Last year I wrote about “habitat containers” to attract birds, butterflies and pollinators up close and personal to your porch or patio, but today I’d like to showcase some hummingbird-attracting plants suitable for growing in pots and containers. You’ll notice most of them have red tubular-shaped flowers, which are perfectly adapted to accommodate the long bill of a hummingbird.
Note: These plants are all annuals in New England, or perennials hardy to warmer areas that can be brought into an unheated garage or porch to overwinter in cold climates….
Right now the beardtongue (Penstemon barbatus) is in full bloom, and the hummingbird we call “Stubby” works each and every flower at least twice per day:
After this blooms, I’ll cut the beardtongue stems down to about 3″, and by then the Salvia coccinia and annual phlox (Phlox drummondii) will take over the show.
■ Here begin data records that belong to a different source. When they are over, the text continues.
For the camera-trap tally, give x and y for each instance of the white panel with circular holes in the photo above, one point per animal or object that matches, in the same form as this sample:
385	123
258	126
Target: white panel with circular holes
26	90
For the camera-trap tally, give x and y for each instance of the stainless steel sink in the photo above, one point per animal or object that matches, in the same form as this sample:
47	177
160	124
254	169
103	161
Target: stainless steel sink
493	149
Hummers will find something blooming on this container right til first frost.
Any type of salvia, especially the annual scarlet sage (Salvia coccinea) are guaranteed to attract hummers – here, “Lady in Red” scarlet sage grows in a container placed in a porchside foundation planting:
Later in the summer, sunset hyssop (Agastache rupestris) will feed ruby-throat hummingbird migrants stopping by to fuel up on their long journey down to the tropics:
One year I tried this container with coleus, red fountain grass, annual phlox and Fuschia “Gartenmeister Bonstedt“:
The hummingbirds visited the fuschia and phox, but next time I won’t cut off the coleus flowers as I did here, because hummingbirds will also drink nectar from the violet-colored coleus flowers.
Don’t forget that containers with non-flowering plants can also provide resources for hummingbirds. This moss container provides a variety of soft nesting materials, and hummers can use bits of the lichen to camouflage the outside of their nests. The pebbles in this container even supply nesting for ground-nesting pollinators, some of which may become food for hungry hummingbirds patrolling the area for insects.
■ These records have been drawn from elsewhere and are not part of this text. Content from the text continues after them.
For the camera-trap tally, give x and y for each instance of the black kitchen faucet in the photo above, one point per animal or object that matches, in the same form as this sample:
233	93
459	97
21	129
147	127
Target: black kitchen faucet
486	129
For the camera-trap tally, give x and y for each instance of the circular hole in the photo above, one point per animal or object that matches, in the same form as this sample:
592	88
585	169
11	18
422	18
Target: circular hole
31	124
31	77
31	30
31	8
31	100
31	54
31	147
At Garden in the Woods (the headquarters of New England Wild Flower Society) in Framingham, MA, these containers of native plants include the dark-foliaged coralbells (Heuchera), which has tiny white or red blooms along a tall stem which hummingbirds investigate:
Speaking of New England Wild Flower Society, this summer they held a contest for the best habitat container gardens to support pollinators, as part of their 2011 program “Native Buzz” which concentrates on native bees and other important pollinators. All the contest entries will be on exhibit at Garden in the Woods through August 31st. Worth a visit to check out the creativity of local gardeners!